In eight thousand years, the whole of human history, the core of humanity has not changed. We're still attempting to cheat death and we're still trying to do it in the company of friends. Every emotion that we see in historical literature is one with which we can identify, and in that, the Bible is just as relevant today as it was in the centuries in which it was written.
No one, for example, looks at Judas' betrayal of Jesus, and says to themselves, "I don't see why that upset Jesus so much." Many of Paul's sentiments: that he tries hard not to sin, but does anyway, or that he misses those friends that he hasn't seen in a great while, are not alien to us. Even the panic that Adam and Eve must have felt, upon realizing that they were naked, is familiar to those of us who grew up with a bathroom whose lock was broken.
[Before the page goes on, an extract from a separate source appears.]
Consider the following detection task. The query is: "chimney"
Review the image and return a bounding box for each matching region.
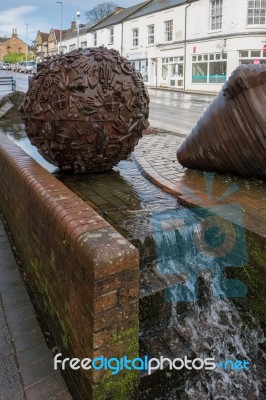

There are those that try to point out that the bible treats women, the enslaved, the poor, and the homosexual unfairly, but in the ways that count, I believe this is an empty charge. The bible has its share of heroines, such as Deborah the judge, who sat in authority over a male-dominated culture, and Mary Magdalene who, before all others, recognized and rejoiced at the sight of the risen Jesus. No other ancient book has taken the God-given ability to better oneself beyond one's situation, and transformed it from an option, into an obligation. Few other ancient writings take the time to expound on the plight of the poor as the bible does.
Both Jesus and James put upon their audience the duty of caring for the poor. In a society that is only just remembering the need to care for the broke and broken, I should think that we should be realizing that the Bible is possibly more relevant to us than our churchly and isolated grandparents.
The Bible addresses the issues that matter in life, and since the primal desires of man have not, nor will they ever change, it will remain relevant forever.